PLS regression relies on iterative algorithms (e.g., NIPALS, SIMPLS). Your description of the main ideas is correct: we seek one (PLS1, one response variable/multiple predictors) or two (PLS2, with different modes, multiple response variables/multiple predictors) vector(s) of weights, $u$ (and $v$), say, to form linear combination(s) of the original variable(s) such that the covariance between Xu and Y (Yv, for PLS2) is maximal. Let us focus on extracting the first pair of weights associated to the first component. Formally, the criterion to optimize reads
$$\max\text{cov}(Xu, Yv).\qquad (1)$$
In your case, $Y$ is univariate, so it amounts to maximize
$$\text{cov}(Xu, y)\equiv \text{Var}(Xu)^{1/2}\times\text{cor}(Xu, y)\times\text{Var}(y)^{1/2},\quad st. \|u\|=1.$$
Since $\text{Var}(y)$ does not depend on $u$, we have to maximise $\text{Var}(Xu)^{1/2}\times\text{cor}(Xu, y)$. Let's consider X=[x_1;x_2]
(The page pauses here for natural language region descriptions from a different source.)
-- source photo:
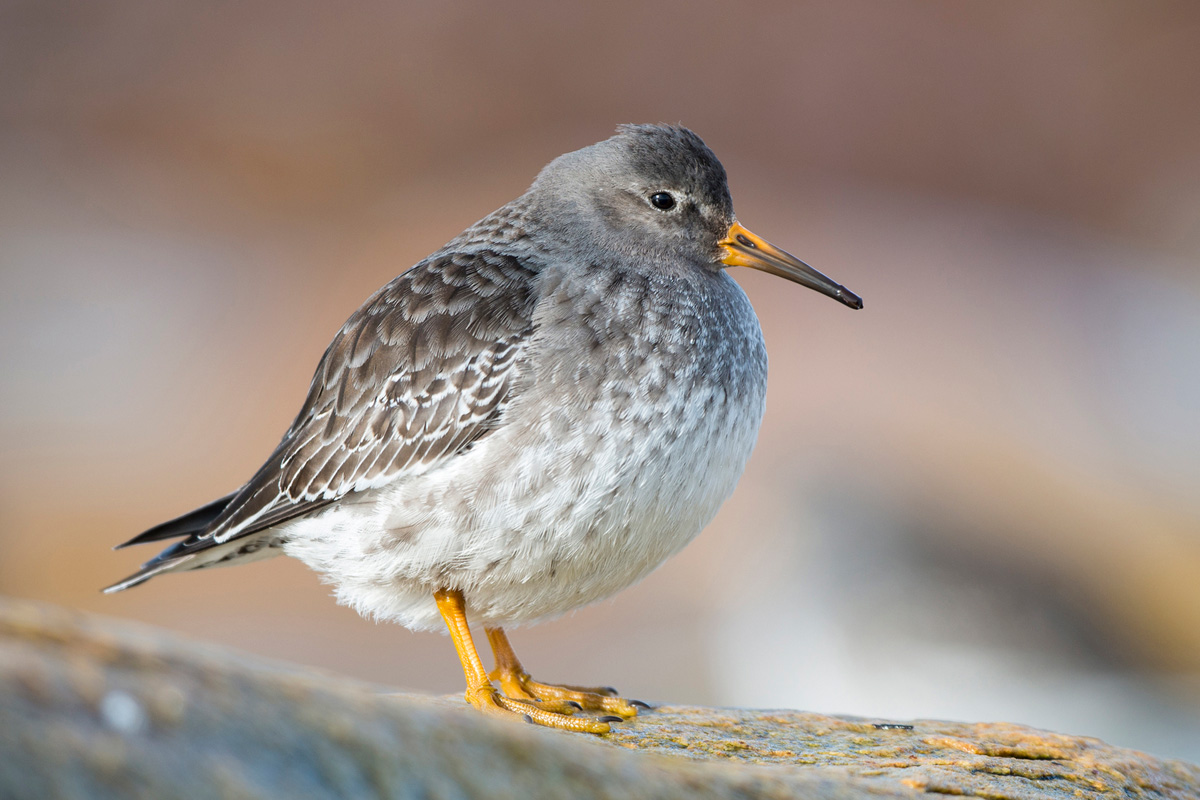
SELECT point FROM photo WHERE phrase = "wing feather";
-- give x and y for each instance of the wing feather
(419, 373)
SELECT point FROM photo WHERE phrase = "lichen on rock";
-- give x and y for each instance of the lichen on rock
(94, 708)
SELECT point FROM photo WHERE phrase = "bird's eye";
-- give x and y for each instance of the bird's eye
(663, 200)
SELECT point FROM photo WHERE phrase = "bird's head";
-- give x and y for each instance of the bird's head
(658, 193)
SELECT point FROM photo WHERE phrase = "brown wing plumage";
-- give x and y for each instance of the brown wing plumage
(419, 373)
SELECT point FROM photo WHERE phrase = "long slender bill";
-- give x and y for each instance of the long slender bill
(744, 248)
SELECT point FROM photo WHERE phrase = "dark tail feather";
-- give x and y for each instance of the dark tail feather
(193, 522)
(149, 570)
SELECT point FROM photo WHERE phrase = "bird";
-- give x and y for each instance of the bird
(529, 420)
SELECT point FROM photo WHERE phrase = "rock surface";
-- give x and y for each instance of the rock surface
(93, 708)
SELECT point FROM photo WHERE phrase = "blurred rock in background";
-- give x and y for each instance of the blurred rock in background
(976, 499)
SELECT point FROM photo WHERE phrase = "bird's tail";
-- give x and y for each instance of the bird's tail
(193, 551)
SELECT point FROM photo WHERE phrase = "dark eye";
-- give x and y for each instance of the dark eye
(663, 200)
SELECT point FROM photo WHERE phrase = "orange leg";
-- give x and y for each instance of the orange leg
(516, 683)
(480, 691)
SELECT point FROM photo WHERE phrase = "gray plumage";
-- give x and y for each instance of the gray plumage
(538, 414)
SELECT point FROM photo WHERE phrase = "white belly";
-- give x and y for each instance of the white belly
(580, 494)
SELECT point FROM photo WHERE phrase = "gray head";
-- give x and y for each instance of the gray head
(657, 194)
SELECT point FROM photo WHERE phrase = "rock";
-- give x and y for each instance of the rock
(94, 708)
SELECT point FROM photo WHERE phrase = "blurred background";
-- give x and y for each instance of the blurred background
(976, 499)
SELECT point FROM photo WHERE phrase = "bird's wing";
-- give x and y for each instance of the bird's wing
(419, 373)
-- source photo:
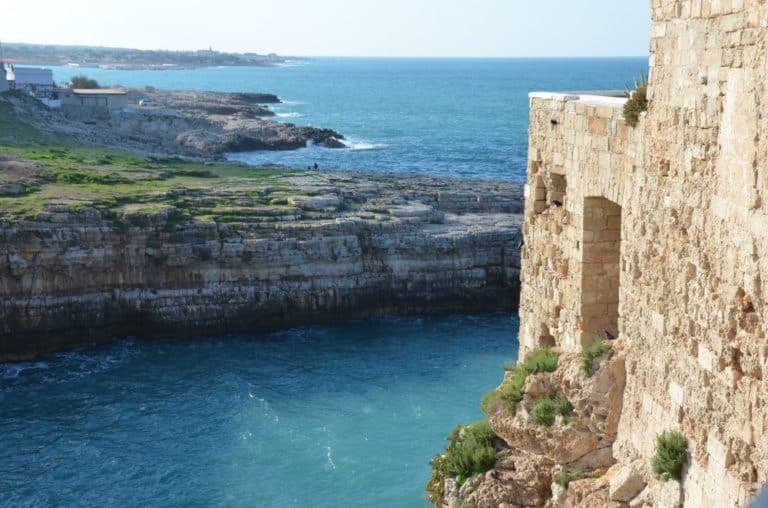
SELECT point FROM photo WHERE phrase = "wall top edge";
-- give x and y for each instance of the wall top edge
(611, 98)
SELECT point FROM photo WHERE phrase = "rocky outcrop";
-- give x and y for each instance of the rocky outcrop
(190, 124)
(579, 444)
(298, 248)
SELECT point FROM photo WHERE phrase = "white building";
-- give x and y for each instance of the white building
(3, 80)
(36, 80)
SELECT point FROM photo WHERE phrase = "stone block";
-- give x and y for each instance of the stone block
(626, 484)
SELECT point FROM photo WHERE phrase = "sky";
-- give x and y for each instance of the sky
(437, 28)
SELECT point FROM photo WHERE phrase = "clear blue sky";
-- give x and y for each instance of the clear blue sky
(341, 27)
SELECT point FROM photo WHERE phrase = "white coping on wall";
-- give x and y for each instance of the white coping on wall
(610, 98)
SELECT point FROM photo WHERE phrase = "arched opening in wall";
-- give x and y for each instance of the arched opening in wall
(545, 338)
(539, 195)
(556, 190)
(601, 255)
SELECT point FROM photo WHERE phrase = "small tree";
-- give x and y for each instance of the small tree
(637, 100)
(671, 455)
(82, 81)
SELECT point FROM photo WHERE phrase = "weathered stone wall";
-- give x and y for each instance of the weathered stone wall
(691, 182)
(583, 157)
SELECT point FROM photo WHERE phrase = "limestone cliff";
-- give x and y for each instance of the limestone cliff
(250, 252)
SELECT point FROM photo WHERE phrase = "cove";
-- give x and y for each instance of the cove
(345, 415)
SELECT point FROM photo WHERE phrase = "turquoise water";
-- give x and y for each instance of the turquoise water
(460, 117)
(337, 416)
(322, 416)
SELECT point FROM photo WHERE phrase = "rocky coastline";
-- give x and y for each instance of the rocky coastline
(192, 124)
(258, 250)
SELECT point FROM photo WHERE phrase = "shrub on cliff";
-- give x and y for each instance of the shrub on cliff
(511, 390)
(470, 451)
(671, 455)
(82, 81)
(566, 476)
(546, 409)
(637, 102)
(590, 353)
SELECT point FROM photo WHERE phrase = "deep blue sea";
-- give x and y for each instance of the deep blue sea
(339, 416)
(461, 117)
(334, 416)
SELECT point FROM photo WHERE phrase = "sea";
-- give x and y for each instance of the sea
(347, 415)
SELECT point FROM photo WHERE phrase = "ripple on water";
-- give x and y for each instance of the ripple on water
(323, 416)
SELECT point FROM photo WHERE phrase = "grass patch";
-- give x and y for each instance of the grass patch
(566, 476)
(511, 390)
(546, 409)
(637, 102)
(470, 451)
(71, 176)
(671, 455)
(590, 353)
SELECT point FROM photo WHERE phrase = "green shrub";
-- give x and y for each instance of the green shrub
(82, 81)
(565, 477)
(511, 390)
(83, 177)
(637, 102)
(548, 407)
(671, 455)
(541, 359)
(470, 451)
(588, 354)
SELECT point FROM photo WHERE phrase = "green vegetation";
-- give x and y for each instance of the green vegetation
(637, 100)
(590, 353)
(546, 409)
(671, 455)
(82, 81)
(511, 390)
(61, 174)
(566, 476)
(470, 451)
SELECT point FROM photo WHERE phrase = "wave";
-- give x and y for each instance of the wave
(361, 145)
(14, 370)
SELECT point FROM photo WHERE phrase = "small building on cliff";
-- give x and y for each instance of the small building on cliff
(89, 104)
(34, 80)
(4, 87)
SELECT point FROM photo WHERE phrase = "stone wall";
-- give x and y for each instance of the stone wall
(690, 185)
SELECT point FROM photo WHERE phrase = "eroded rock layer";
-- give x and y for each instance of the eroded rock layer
(295, 249)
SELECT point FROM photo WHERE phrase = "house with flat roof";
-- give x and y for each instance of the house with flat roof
(35, 80)
(81, 103)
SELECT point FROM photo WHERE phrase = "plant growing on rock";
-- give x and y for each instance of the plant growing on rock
(511, 390)
(637, 94)
(470, 451)
(566, 476)
(590, 353)
(546, 409)
(671, 455)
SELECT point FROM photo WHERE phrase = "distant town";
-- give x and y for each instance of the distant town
(123, 58)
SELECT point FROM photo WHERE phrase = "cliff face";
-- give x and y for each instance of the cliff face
(322, 247)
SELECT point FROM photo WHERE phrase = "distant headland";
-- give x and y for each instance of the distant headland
(126, 58)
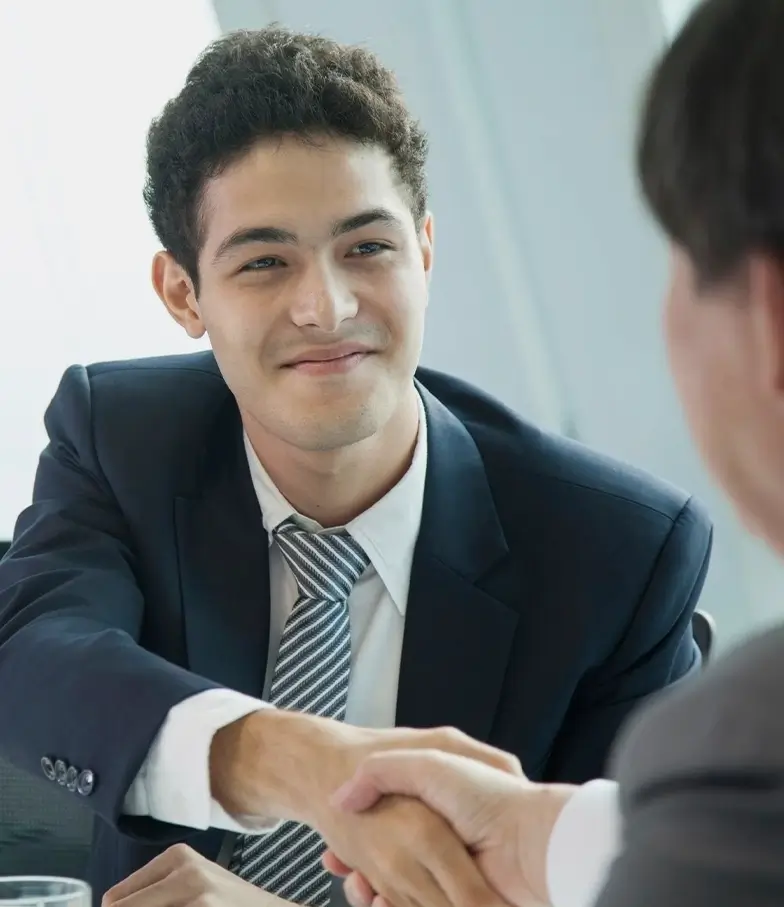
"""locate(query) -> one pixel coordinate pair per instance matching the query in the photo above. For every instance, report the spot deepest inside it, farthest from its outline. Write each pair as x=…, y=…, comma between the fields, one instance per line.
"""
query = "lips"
x=328, y=354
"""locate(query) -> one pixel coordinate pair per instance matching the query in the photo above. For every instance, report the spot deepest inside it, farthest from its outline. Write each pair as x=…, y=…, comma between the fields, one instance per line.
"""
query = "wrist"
x=540, y=811
x=278, y=764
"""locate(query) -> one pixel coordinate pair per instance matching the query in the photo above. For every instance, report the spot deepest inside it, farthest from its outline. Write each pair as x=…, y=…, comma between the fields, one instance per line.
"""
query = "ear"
x=175, y=290
x=426, y=244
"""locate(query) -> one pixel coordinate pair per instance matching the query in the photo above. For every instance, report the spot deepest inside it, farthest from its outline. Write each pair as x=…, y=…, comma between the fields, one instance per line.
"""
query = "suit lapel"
x=224, y=564
x=457, y=638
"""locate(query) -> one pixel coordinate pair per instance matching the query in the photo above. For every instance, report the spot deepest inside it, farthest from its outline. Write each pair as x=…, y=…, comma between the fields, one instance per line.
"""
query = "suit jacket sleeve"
x=656, y=650
x=76, y=684
x=702, y=792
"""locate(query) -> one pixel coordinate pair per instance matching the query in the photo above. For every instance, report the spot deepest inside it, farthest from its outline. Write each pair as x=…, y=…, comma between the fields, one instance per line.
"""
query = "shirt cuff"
x=173, y=784
x=583, y=844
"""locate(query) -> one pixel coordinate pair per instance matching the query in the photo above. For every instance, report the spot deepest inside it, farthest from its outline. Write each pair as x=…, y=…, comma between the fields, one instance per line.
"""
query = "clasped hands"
x=427, y=819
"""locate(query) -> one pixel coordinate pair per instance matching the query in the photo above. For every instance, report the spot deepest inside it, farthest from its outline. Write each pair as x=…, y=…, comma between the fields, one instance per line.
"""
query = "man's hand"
x=506, y=821
x=288, y=765
x=180, y=877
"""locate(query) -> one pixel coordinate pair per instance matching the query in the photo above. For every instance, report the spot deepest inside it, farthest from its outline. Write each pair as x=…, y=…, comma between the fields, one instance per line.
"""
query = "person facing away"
x=700, y=772
x=230, y=552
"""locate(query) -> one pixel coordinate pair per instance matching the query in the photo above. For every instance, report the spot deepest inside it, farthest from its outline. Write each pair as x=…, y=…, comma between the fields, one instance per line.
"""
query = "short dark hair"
x=710, y=153
x=271, y=82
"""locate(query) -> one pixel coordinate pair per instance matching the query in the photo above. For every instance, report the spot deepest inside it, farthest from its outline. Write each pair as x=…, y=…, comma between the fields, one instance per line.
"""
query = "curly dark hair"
x=710, y=154
x=252, y=85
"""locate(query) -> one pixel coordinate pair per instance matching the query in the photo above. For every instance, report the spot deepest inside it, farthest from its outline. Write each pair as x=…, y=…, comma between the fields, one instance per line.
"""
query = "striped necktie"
x=311, y=675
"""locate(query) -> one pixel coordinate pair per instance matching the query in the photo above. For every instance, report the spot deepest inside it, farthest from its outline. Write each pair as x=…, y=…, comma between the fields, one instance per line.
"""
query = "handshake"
x=410, y=818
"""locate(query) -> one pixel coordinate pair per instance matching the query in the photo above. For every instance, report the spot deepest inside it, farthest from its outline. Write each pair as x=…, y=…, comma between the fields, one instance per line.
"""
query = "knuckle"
x=180, y=853
x=511, y=764
x=452, y=737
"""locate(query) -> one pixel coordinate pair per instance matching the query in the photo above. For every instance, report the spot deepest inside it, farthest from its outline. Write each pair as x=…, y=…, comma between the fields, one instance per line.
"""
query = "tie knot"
x=324, y=566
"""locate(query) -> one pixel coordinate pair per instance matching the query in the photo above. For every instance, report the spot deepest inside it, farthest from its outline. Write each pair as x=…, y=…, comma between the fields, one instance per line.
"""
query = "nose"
x=322, y=300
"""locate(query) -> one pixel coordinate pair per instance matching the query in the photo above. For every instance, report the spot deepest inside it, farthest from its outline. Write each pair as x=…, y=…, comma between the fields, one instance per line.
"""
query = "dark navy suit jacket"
x=551, y=589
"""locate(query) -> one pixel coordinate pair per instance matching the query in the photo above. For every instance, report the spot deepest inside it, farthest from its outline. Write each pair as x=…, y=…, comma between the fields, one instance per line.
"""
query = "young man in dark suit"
x=304, y=506
x=701, y=773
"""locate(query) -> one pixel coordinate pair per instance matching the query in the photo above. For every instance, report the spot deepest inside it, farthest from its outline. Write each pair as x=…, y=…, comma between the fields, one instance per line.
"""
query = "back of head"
x=711, y=165
x=711, y=143
x=253, y=85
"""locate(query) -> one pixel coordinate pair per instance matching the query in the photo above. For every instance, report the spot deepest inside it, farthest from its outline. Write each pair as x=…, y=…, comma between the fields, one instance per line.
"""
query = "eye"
x=261, y=264
x=363, y=250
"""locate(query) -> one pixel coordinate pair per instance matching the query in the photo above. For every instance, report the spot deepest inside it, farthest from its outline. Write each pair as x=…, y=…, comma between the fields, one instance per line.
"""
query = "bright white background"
x=79, y=83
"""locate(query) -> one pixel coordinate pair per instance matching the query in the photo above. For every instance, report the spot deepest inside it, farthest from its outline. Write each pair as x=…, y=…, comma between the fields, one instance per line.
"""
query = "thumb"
x=406, y=772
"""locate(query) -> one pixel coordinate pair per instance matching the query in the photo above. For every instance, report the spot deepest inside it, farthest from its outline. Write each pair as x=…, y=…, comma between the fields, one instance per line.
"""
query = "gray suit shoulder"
x=724, y=723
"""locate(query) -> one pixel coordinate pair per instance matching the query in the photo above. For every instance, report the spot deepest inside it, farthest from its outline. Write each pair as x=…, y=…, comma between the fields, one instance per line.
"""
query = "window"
x=80, y=86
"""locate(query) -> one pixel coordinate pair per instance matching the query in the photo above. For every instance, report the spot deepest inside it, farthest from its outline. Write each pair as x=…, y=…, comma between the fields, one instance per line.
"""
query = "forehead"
x=302, y=186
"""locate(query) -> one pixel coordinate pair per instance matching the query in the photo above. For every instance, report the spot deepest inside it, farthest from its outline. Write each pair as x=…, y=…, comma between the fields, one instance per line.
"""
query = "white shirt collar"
x=387, y=531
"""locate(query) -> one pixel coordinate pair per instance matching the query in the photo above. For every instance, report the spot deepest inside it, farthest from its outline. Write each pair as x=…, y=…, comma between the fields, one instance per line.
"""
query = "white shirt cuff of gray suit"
x=584, y=842
x=173, y=785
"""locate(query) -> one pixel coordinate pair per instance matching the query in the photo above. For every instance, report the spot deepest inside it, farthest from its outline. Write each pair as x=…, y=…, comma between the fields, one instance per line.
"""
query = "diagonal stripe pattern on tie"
x=311, y=675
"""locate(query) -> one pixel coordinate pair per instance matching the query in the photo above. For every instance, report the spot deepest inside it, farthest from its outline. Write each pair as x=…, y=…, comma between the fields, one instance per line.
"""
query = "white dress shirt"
x=173, y=784
x=584, y=842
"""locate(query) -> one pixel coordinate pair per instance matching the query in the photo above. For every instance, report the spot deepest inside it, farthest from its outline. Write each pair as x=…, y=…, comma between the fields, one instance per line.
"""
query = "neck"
x=333, y=487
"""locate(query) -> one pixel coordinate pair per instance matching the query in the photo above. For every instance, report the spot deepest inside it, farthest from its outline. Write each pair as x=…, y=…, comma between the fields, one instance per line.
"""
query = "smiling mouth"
x=334, y=366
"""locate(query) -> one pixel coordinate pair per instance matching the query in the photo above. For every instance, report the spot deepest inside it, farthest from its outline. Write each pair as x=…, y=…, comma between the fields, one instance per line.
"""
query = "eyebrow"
x=247, y=235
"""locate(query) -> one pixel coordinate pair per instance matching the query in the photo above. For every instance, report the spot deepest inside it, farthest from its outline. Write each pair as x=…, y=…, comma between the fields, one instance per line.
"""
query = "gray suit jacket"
x=702, y=785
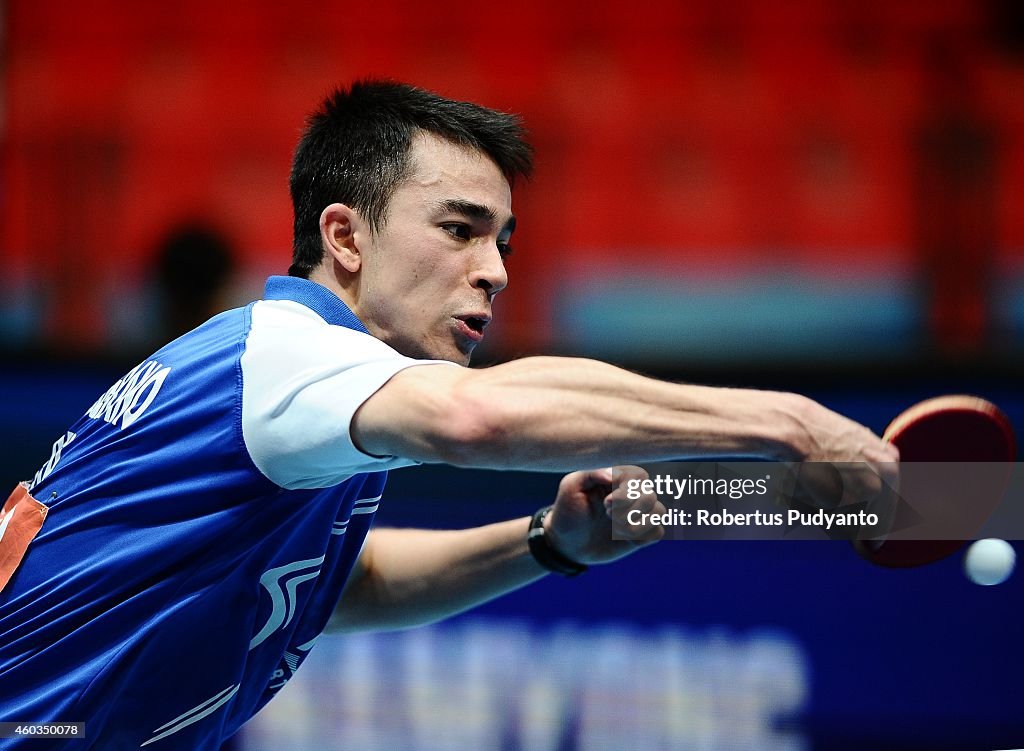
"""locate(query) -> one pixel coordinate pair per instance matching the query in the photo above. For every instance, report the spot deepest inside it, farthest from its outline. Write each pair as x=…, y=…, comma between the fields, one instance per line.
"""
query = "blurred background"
x=823, y=197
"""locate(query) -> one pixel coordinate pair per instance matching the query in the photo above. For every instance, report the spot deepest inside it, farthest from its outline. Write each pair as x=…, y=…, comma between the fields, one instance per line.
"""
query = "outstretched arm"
x=407, y=578
x=562, y=413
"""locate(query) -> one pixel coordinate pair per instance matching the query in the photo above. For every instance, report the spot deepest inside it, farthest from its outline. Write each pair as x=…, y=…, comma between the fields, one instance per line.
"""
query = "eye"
x=458, y=231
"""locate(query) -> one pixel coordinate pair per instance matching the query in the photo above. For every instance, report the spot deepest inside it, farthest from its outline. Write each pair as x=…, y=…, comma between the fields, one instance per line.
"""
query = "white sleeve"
x=302, y=381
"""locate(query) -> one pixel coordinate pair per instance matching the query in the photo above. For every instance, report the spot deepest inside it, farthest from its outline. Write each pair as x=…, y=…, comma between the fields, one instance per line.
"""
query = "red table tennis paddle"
x=955, y=461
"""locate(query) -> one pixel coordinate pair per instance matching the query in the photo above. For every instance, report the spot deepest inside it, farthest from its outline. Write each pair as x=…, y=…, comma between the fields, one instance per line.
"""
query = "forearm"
x=412, y=577
x=561, y=413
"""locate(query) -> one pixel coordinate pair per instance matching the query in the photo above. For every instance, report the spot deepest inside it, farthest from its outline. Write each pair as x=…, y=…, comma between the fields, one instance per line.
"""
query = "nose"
x=489, y=274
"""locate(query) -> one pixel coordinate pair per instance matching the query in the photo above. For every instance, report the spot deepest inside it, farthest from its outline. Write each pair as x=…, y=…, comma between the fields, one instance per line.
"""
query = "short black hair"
x=355, y=148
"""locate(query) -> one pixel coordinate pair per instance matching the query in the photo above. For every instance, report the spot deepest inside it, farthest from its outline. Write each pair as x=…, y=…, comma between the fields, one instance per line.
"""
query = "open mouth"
x=475, y=324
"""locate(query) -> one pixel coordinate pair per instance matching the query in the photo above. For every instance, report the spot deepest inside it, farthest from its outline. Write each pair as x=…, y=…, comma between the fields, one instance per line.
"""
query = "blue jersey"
x=203, y=517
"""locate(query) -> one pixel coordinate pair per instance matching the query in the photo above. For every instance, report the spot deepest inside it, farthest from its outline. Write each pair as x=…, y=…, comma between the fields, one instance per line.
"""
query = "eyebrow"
x=474, y=211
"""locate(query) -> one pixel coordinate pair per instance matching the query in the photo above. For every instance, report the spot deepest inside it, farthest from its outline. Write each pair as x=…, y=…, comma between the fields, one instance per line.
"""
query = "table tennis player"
x=173, y=561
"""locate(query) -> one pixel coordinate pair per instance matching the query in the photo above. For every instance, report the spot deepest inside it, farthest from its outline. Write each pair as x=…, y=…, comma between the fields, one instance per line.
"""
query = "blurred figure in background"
x=194, y=269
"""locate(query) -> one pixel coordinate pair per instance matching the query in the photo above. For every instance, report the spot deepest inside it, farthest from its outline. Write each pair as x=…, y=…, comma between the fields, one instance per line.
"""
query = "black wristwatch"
x=543, y=551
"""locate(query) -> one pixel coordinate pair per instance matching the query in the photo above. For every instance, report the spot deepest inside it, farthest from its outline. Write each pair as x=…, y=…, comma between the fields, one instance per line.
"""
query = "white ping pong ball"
x=989, y=561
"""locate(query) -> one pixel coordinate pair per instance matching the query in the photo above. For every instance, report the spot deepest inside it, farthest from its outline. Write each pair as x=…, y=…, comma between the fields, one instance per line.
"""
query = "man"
x=209, y=516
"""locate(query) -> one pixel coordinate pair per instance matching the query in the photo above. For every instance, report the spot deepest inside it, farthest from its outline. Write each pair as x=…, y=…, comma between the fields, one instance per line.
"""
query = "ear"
x=340, y=227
, where data are individually standardized (I initially made the mistake of scaling your linear combination instead of $x_1$ and $x_2$ separately!), so that $\text{Var}(x_1)=\text{Var}(x_2)=1$; however, $\text{Var}(Xu)\neq 1$ and depends on $u$. In conclusion, maximizing the correlation between the latent component and the response variable will not yield the same results.
I should thank Arthur Tenenhaus who pointed me in the right direction.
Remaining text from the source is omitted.